No beaches required.
In the late 1770s, renowned naturalist William Bartram recorded his awe-struck impressions of this biologically and geologically significant area in the northern center of the Florida peninsula, calling it the “great Alachua Savannah.” As late as the 1880s, this prairie was a lake deep enough for steamboat passage. In the 1970s it became one of only 599 designated National Natural Landmarks in the country. All these events followed 12,000 years of human settlement in this now freshwater marsh.
Paynes Prairie Preserve State Park is 21,500 acres encompassing 20 distinct biological communities that support more than 270 bird species (85 documented nesting species), bison, alligators, and wild horses.
Paynes Prairie Preserve State Park offers 30 miles of hiking over eight distinct trails. The most popular for birding are:
La Chua Trail. This three-mile path crosses marsh and fields where you’ll walk beside a canal, ponds, and lakes. It’s known for quite a good number of winter sparrows, with November to February as the best months for these and more species. Rarities seen here in the past include greater white-fronted goose, American golden plover, American avocet, marbled godwit, and others. Insider tip: Stay on the trail. Alligators sun on the sides, while ticks and chiggers abound in the grasses.
Bolen Bluff Trail. This 2.6-mile, two-part trail travels mostly through the hardwoods and shady mesic hammocks. Watch for the yellow-billed cuckoo, blue-gray gnatcatcher, summer tanager, indigo bunting, orchard oriole, and others. Timing for an active fall migration is mid-August through mid-October. Confirmed rarities include black rail, short-eared owl, clay-colored sparrow, Philadelphia vireo, and others. Insider tip: Abide by the note above for insect avoidance.
There are four chances to rise above the landscape and scan the surroundings from observation platforms and knolls. For a rare look at a 360-degree vista of inland Florida, be sure to climb the 50-foot tower at the visitor center. While there, check with the notices for updated flooding information (which can close portions of trails).
Another popular multi-use trail that passes through the northern side of the park is the Gainesville-Hawthorne State Trail.
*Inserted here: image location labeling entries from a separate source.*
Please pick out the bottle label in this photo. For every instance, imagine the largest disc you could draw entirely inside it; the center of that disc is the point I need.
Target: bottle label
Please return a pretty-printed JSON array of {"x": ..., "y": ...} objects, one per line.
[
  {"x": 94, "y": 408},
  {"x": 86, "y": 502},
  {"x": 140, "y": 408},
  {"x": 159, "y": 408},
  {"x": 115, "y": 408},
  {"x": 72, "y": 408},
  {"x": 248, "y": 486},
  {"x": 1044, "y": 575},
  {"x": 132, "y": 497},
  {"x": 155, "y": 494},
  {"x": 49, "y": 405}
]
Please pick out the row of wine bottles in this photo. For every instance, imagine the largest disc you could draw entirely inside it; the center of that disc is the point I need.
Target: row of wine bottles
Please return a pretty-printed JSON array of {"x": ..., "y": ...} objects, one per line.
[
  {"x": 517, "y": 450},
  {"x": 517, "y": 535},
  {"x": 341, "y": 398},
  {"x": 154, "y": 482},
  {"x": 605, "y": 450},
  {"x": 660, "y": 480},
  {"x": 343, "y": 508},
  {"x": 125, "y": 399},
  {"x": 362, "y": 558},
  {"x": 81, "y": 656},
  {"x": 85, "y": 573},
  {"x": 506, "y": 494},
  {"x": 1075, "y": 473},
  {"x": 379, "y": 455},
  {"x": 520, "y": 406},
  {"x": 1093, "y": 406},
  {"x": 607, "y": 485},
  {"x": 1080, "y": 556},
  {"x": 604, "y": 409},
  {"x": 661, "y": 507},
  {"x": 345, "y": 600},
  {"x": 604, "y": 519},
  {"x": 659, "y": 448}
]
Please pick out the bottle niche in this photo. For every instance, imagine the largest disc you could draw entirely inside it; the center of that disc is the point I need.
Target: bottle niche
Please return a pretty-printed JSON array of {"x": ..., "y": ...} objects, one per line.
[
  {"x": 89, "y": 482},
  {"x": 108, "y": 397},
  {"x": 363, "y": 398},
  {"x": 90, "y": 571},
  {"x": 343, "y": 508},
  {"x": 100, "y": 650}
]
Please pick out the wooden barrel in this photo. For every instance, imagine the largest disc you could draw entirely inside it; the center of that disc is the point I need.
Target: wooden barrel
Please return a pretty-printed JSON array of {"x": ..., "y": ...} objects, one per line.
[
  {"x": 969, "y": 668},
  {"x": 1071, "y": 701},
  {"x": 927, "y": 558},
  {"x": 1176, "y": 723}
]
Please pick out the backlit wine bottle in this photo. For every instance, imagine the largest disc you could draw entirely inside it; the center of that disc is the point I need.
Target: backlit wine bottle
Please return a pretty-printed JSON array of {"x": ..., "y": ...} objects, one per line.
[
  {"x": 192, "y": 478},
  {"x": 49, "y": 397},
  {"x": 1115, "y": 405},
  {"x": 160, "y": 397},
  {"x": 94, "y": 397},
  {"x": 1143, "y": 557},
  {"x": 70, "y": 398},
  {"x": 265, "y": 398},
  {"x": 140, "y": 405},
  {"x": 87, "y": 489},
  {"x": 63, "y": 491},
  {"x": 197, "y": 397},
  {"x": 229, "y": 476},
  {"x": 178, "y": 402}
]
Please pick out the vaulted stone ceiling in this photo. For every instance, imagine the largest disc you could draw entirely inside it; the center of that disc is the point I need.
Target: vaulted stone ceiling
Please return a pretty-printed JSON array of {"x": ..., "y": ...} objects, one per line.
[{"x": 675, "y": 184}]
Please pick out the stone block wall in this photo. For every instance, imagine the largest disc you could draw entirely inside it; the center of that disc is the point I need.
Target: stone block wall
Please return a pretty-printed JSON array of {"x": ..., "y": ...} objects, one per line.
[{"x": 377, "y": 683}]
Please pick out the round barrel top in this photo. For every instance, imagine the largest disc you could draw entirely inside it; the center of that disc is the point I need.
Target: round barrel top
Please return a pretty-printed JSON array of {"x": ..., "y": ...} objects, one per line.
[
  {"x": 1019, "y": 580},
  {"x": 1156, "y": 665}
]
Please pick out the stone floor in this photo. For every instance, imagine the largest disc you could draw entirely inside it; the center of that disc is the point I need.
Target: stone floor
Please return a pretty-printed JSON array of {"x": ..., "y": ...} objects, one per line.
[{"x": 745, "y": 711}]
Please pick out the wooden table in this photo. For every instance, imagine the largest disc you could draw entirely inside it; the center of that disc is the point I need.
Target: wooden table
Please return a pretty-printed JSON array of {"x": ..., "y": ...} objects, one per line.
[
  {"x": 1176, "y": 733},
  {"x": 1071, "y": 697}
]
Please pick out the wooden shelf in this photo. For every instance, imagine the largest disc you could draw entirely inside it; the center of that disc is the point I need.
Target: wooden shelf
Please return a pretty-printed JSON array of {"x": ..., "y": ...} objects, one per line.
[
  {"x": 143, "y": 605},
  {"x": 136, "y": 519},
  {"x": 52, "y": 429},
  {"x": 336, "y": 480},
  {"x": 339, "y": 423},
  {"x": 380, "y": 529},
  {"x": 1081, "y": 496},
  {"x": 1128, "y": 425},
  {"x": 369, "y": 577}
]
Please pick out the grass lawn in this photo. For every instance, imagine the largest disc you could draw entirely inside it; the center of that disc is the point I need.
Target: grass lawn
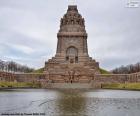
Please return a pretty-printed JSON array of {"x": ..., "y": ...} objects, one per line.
[{"x": 133, "y": 86}]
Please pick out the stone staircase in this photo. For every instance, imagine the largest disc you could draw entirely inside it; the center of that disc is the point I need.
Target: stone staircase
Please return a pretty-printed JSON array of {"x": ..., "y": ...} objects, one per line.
[{"x": 69, "y": 85}]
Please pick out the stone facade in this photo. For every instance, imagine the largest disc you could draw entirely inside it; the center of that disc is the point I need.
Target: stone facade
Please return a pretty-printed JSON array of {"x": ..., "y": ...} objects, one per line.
[{"x": 71, "y": 62}]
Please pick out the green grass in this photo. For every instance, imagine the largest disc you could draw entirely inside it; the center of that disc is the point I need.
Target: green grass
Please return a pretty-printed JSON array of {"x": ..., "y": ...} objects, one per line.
[
  {"x": 19, "y": 85},
  {"x": 103, "y": 71},
  {"x": 135, "y": 86}
]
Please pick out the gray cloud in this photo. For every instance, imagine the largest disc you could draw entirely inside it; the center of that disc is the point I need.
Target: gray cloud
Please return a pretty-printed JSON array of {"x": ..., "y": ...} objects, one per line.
[{"x": 28, "y": 30}]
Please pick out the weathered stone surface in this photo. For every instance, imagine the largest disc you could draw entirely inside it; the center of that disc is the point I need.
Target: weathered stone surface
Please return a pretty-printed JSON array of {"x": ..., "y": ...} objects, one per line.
[{"x": 72, "y": 62}]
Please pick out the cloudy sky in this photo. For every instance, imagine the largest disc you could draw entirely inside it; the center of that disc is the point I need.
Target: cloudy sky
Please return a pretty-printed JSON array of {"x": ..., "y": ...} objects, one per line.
[{"x": 28, "y": 30}]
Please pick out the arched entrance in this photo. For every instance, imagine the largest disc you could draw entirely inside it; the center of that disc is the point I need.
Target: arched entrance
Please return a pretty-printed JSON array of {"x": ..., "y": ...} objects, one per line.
[{"x": 72, "y": 55}]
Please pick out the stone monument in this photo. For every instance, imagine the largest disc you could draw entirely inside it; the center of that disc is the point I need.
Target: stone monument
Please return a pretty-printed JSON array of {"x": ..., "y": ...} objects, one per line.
[{"x": 71, "y": 63}]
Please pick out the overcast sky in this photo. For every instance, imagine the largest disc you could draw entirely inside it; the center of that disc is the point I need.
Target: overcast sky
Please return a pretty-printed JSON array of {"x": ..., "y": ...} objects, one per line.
[{"x": 28, "y": 30}]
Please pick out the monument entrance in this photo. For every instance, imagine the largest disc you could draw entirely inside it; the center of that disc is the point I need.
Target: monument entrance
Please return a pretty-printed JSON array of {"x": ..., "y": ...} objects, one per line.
[{"x": 72, "y": 51}]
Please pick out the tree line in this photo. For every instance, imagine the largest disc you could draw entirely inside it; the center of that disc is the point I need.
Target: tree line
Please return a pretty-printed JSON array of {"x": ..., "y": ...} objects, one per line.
[
  {"x": 11, "y": 66},
  {"x": 132, "y": 68}
]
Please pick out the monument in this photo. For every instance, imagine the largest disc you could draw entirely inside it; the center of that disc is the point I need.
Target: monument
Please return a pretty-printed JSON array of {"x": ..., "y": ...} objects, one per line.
[{"x": 71, "y": 63}]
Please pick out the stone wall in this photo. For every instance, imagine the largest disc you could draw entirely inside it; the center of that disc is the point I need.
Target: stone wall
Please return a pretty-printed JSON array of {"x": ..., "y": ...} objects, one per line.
[{"x": 47, "y": 80}]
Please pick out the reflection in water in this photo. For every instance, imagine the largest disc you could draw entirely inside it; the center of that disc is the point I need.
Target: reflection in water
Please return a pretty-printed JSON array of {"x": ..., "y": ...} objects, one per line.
[{"x": 71, "y": 102}]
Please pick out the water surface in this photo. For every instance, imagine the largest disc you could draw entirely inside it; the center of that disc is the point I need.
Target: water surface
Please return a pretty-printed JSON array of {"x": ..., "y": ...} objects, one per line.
[{"x": 71, "y": 102}]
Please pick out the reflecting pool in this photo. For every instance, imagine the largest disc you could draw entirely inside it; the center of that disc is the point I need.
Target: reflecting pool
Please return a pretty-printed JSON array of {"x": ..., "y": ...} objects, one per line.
[{"x": 70, "y": 102}]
It is 16 miles of paved passage following an old railbed with shade, overlooks, and connections to other more primitive trails.
To bird from the water, human-powered and non-gasoline engines are allowed on the 300-acre Lake Wauburg.
- Sandhill cranes
- Whooping cranes (possibly in winter)
- Wood stork
- Yellow rail
- Tundra swan
- White-faced ibis
- Golden eagle
- Groove-billed ani
- Vermilion flycatcher
- Harris’s sparrow
- Bald eagle
- Black-bellied whistling-duck
The Friends of Paynes Prairie group has compiled an impressive CHECKLIST for this area including 30-plus warbler species.
Paynes Prairie Preserve State Park in central Florida is part of Audubon’s IBA of the same name. Water integrity and non-native plants continue to challenge the ecosystem. High mortality rates for animals crossing US 441 have been reduced by a system of walls and culverts called The Paynes Prairie Ecopassage.
Marsh Marigolds. The whole Prairie basin landscape turns a golden yellow every October.
WHERE TO STAY
The campground is closed for renovations (with a tentative re-open date in 2019). There are many commercial hospitality options due to the park’s proximity around I-75 and US 441. In fact, the Bolen Bluff Trailhead is actually on the highway.